Un tableau récapitulatif des différentes évolutions du protocole de tir est présenté dans le rapport de présentation joint.
Merci de préciser, en intitulé de vos observations, votre positionnement sur le texte (FAVORABLE ou DÉFAVORABLE).
Commentaires
Je suis totalement opposée à ce projet d’arrêté pour les raisons suivantes :
Depuis maintenant trop d’années, de nombreux scientifiques ont sonné l’alarme sur la destruction de la biodiversité et l’état catastrophique de la planète : nous ne pouvons plus ignorer aujourd’hui que nous vivons une crise environnementale majeure qui peut avoir pour nous et pour nos générations futures des conséquences irréversibles. Si nous voulons un avenir pour nos enfants et nous, nous devons agir dès maintenant pour la protection juridique durable de toutes les espèces animales, y compris le loup, qui joue un rôle fondamental dans les écosystèmes. Le temps de la destruction de la biodiversité est totalement révolu.

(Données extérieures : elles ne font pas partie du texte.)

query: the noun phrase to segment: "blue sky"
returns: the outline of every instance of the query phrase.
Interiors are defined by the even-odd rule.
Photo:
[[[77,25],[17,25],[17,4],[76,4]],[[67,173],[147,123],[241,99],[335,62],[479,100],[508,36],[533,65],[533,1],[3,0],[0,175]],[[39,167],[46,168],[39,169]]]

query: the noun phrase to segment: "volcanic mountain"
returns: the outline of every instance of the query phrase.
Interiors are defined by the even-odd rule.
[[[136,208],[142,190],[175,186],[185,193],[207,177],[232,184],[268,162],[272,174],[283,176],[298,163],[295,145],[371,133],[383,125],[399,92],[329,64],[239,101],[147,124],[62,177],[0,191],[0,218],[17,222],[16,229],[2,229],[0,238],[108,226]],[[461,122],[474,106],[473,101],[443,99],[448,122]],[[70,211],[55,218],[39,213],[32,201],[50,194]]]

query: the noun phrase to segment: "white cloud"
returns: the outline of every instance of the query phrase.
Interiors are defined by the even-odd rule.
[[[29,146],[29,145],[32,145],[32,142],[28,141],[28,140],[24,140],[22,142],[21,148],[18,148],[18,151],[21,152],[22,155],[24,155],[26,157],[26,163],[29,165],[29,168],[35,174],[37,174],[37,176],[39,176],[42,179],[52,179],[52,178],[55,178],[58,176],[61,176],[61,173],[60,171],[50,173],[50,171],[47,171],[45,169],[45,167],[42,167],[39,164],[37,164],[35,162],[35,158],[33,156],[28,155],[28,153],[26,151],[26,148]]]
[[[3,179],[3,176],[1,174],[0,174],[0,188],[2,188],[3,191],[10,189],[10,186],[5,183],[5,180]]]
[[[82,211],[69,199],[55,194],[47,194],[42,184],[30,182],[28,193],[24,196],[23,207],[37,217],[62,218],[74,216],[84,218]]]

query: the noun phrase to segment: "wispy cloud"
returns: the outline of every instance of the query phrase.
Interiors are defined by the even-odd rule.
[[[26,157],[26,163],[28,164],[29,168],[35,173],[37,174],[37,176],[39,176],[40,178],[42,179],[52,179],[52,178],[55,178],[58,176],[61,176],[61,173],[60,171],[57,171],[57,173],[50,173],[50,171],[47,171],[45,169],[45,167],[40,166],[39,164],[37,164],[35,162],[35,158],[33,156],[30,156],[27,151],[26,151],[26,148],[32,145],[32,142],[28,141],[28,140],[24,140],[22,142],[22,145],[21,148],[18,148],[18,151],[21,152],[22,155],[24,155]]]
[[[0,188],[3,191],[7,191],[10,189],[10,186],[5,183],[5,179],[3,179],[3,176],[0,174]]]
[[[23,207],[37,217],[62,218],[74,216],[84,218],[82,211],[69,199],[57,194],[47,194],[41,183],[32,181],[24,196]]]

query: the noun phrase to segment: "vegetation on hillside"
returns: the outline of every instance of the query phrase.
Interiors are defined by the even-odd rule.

En effet, le rôle des grands prédateurs dans la bonne santé des écosystèmes n’est plus à prouver aujourd’hui : les loups, par leur consommation des ongulés, contribuent en grande partie à une régulation durable des forêts. Cela a été largement prouvé aux Etats-Unis dans le cas des loups au Parc de Yellowstone. Des forêts saines et ayant une biodiversité riche sont aussi un élément fondamental dans la lutte contre les incendies, de plus en plus fréquents.
L’état de conservation du loup en France n’est pas positif et ne justifie absolument pas cet arrêté : la population nationale de loups ne compte environ que 1000 individus, en raison d’un niveau de prélèvement annuel très élevé (19% du total). Un récent rapport du Muséum National d’Histoire Naturelle et du CNRS est très clair sur ce sujet : la population de loups risque une diminution très forte dans les années à venir si la France maintient une pression d’abattage aussi élevée ; comme évoqué dans le rapport, la population se trouve déjà « au seuil de mortalité supportable ». Il n’y a que dans la zone alpine que l’état de conservation favorable du loup est atteint actuellement. Or, les dispositions prévues dans l’arrêté mettent les services déconcentrés de l’État dans l’incapacité de contrôler les tirs : sans un contrôle très précis des tirs, non seulement la France ne pourra garantir le maintien de l’état de conservation favorable des loups mais cela engendrera une régression très dangereuse de leur population. Le loup est une espèce persécutée depuis des siècles : il est impensable, en 2025, avec tout ce que nous avons appris du passé, avec la conscience écologique actuelle, d’en revenir à cette régression.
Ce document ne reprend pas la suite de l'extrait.